Grilled Asparagus~ I tell everyone that will listen about my new obsession with my favorite new veggie!! After washing my FRESH and NOT canned asparagus, I lay them on a foil-lined baking sheet and then drizzle the delectable stalks with garlic olive oil, (any brand) lemon and sprinkle with a little sea salt. Pop them in the oven on 300-350 degrees for about 7 minutes or so (crunchy is key–wilted and soggy, make me sad) and ala peanut butter sandwiches– they are done! I eat them like french fries. Not only are they tasty, they pack a great nutritional punch that is fantastic. For more info, click here.
Salad~Besides my beloved asparagus, TJ’s also has a Healthy 8 Chopped Veggie Mix. This mix is loaded with carrots, green and red cabbage, broccoli, jicama, green bell peppers, radishes and celery. While you can cook these veggies for your favorite dishes, I just have this as a salad with a whole wheat flatbread. I will say that a serving of this makes a tasty lunch, light dinner or side salad with your main entrée.
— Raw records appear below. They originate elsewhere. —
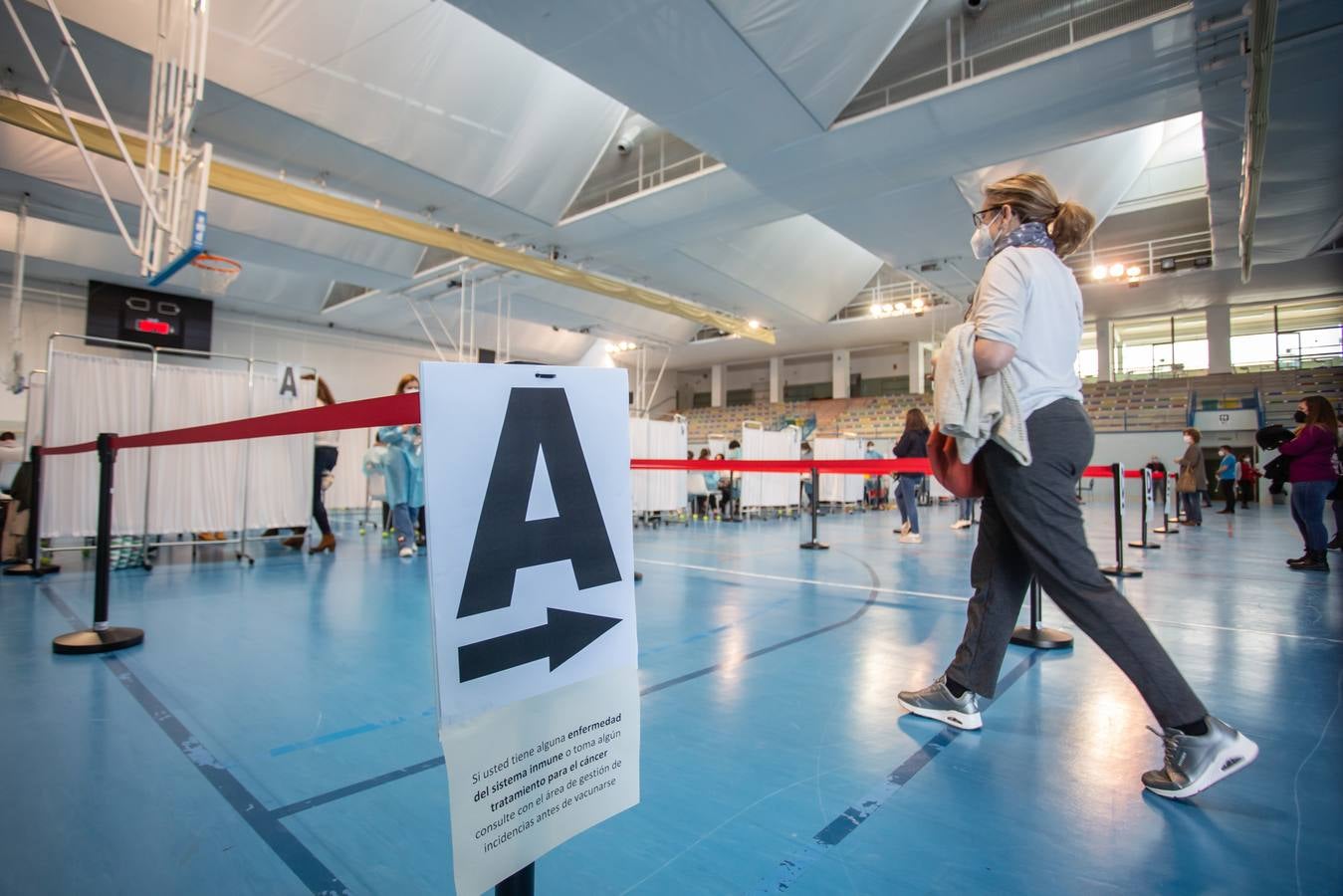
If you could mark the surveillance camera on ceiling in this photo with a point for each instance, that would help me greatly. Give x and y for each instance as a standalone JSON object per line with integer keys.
{"x": 634, "y": 126}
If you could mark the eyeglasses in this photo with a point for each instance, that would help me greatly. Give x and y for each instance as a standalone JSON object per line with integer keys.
{"x": 981, "y": 216}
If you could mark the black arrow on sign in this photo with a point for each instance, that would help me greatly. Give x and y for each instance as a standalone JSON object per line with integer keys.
{"x": 562, "y": 635}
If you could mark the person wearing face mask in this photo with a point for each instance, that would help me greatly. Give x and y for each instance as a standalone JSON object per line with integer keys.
{"x": 1193, "y": 479}
{"x": 404, "y": 473}
{"x": 872, "y": 484}
{"x": 1245, "y": 481}
{"x": 1312, "y": 476}
{"x": 1027, "y": 319}
{"x": 1227, "y": 472}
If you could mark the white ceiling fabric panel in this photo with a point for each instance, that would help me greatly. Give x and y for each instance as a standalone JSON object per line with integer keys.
{"x": 677, "y": 62}
{"x": 415, "y": 80}
{"x": 822, "y": 51}
{"x": 1095, "y": 173}
{"x": 797, "y": 261}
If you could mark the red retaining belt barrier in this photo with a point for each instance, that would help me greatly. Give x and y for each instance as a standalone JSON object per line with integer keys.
{"x": 399, "y": 410}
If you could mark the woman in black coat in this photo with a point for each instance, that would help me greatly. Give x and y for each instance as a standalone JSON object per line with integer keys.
{"x": 913, "y": 442}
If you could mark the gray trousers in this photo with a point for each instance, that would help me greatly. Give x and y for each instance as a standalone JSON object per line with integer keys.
{"x": 1030, "y": 526}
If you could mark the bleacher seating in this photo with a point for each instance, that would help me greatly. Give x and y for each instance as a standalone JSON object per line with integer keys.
{"x": 1113, "y": 407}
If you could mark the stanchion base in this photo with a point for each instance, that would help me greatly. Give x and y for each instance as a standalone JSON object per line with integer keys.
{"x": 92, "y": 641}
{"x": 26, "y": 568}
{"x": 1126, "y": 572}
{"x": 1041, "y": 638}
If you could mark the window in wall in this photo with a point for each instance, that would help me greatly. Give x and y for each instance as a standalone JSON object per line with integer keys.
{"x": 1088, "y": 357}
{"x": 1287, "y": 336}
{"x": 740, "y": 396}
{"x": 882, "y": 385}
{"x": 807, "y": 391}
{"x": 1158, "y": 346}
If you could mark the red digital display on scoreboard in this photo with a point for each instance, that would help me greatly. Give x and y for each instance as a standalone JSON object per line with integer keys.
{"x": 150, "y": 326}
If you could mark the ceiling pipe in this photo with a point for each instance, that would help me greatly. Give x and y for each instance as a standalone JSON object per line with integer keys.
{"x": 278, "y": 193}
{"x": 1262, "y": 31}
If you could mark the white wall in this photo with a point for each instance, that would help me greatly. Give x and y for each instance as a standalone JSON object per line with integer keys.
{"x": 795, "y": 372}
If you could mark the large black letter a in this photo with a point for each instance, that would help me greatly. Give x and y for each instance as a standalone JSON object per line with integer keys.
{"x": 505, "y": 541}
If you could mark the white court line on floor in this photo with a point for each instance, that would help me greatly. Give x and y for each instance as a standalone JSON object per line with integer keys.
{"x": 827, "y": 584}
{"x": 958, "y": 599}
{"x": 1276, "y": 634}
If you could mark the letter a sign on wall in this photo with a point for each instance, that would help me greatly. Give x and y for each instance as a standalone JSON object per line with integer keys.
{"x": 527, "y": 474}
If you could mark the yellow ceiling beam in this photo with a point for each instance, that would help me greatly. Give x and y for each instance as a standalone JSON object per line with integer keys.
{"x": 272, "y": 191}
Arroz moreno con frijoles negros~ Brown rice and black beans–I pop 1 cup of brown rice and 2 cups of organic veggie stock in my rice steamer, warm my black beans, top with plain yogurt (or sour cream) and salsa and you’ve got a comfort food that is packed with beneficial protein and heart-healthy fiber.
Snacks and dessert
Looking to satisfy my sweet and snack tooth, I was in Stop and Shop and stumbled onto some Clif bars. I was so excited about the organic ingredients and the sale (2 for $5) I failed to see the kid on the skateboard on the front of the box–hence, this is marketed toward kids! LOL!! That’s ok, though…Adults are grown up kids, right? These baked energy snacks are made with whole grain and have 12 vitamins and minerals including zinc, vitamin B12 and folate. This is a health alternative to my beloved red velvet cake 🙂 and also make a good snack or in between meal.
For a snack, I re-discovered hummus (basically mashed chickpeas with various spices). I was afraid of it for some reason (long story) but decided to go for it
again. TJ’s had a couple of varieties, including a garlic and horseradish flavor which I devoured with wheat crackers one afternoon. I texted a few people to tell them this snack was the cats’ pajamas!
I am planning to grill Portobello mushrooms. I hear they taste like steak if you do them right! I also picked up broccoli sprouts (not sure what to “do” with them) and organic coconut milk that I found alongside the Silk Almond Milk. I plan to make a fruit smoothie with the milk and also topping off my oatmeal with it. So Lord will, stay tuned for the next installment of 2 forks up!
Thanks for reading and may God bless you!